[ 
https://issues.apache.org/jira/browse/SOLR-4016?page=com.atlassian.jira.plugin.system.issuetabpanels:all-tabpanel
 ]

Shalin Shekhar Mangar updated SOLR-4016:
----------------------------------------

    Attachment: SOLR-4016.patch

This patch expands the document before computing signature.

I'm not convinced that it is the right solution. The DUPF gets the updated 
document in a synchronized (bucket) block which we don't.

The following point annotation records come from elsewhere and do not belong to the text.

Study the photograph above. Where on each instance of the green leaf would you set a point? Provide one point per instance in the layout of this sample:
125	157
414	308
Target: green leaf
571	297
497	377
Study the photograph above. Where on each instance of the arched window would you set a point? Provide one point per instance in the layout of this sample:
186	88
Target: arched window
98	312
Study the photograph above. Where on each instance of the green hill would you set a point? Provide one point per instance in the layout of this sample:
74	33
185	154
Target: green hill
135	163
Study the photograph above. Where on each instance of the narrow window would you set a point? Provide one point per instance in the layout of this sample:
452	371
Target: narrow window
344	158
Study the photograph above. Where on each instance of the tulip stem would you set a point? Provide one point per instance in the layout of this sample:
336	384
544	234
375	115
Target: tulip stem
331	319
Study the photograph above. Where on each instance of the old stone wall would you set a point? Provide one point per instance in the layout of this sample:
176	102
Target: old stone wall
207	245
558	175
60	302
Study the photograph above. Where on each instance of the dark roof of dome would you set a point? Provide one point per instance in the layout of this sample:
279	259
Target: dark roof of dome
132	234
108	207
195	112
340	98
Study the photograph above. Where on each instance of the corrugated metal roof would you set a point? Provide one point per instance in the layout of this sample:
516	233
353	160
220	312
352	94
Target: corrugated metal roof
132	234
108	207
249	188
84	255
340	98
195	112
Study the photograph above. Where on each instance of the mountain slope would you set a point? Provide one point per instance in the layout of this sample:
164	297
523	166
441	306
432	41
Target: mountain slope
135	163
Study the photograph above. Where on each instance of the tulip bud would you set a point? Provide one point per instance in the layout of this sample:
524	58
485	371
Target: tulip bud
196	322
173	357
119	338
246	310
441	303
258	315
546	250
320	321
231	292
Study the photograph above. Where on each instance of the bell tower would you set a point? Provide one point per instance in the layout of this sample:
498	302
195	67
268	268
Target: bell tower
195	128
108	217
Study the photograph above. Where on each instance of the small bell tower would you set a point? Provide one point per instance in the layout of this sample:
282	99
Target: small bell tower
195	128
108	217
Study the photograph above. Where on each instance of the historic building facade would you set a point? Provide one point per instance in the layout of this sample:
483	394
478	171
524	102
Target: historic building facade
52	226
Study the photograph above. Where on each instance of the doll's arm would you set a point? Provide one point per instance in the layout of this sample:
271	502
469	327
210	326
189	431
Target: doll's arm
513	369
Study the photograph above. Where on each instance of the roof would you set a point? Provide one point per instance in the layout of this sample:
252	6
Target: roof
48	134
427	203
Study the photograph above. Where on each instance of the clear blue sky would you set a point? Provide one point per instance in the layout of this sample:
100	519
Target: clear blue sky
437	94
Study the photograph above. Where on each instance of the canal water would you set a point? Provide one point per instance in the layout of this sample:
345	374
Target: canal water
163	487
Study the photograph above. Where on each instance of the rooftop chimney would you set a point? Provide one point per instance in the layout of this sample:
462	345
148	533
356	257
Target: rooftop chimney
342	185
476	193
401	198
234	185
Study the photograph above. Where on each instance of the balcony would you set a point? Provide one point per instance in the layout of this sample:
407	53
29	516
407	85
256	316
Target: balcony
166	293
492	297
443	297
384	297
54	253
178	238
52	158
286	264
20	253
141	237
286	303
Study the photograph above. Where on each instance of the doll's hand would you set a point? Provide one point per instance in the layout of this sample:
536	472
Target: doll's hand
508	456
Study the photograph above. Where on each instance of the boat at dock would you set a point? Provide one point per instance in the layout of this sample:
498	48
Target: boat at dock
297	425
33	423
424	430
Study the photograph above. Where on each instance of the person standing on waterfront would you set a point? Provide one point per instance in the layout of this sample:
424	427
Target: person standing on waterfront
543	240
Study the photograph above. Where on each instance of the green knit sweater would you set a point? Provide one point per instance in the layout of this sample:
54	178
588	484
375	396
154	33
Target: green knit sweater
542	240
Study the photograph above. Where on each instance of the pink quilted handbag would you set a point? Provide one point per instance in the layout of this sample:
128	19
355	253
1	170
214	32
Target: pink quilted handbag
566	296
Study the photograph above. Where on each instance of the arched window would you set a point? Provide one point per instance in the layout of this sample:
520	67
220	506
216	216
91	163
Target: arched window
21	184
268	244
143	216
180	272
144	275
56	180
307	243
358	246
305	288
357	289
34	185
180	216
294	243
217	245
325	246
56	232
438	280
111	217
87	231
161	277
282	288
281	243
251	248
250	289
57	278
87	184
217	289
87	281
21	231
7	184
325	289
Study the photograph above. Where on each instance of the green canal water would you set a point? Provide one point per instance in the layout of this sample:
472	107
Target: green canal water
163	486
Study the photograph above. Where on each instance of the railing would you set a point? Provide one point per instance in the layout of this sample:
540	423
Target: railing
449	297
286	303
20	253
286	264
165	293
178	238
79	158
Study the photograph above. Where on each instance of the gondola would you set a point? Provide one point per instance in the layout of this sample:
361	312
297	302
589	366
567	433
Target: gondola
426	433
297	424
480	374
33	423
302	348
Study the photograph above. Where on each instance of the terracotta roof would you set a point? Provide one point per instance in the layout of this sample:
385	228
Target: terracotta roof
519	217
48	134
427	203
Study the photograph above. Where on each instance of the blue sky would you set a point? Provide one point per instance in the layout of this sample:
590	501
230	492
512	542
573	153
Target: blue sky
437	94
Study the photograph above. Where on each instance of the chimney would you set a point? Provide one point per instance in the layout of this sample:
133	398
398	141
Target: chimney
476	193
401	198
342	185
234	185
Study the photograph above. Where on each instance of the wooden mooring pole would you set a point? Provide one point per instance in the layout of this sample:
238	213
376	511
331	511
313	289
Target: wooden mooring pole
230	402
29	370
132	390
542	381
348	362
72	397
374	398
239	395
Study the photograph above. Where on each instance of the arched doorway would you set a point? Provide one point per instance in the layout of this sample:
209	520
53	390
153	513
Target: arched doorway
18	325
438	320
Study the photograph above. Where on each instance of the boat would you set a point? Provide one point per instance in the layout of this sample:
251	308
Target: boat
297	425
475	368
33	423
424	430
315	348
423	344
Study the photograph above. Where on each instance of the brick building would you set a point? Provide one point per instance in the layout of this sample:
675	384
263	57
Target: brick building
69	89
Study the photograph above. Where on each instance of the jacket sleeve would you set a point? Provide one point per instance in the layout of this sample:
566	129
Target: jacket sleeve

We could set the 
original document back (after adding signature to it) and let DUPF do its thing 
but that could lead to race conditions.

Perhaps we should decouple the document expansion for partial updates from 
DistributedUpdateRequestProcessor and apply it at the start of the request so 
that all UpdateRequestProcessors can work on the full document.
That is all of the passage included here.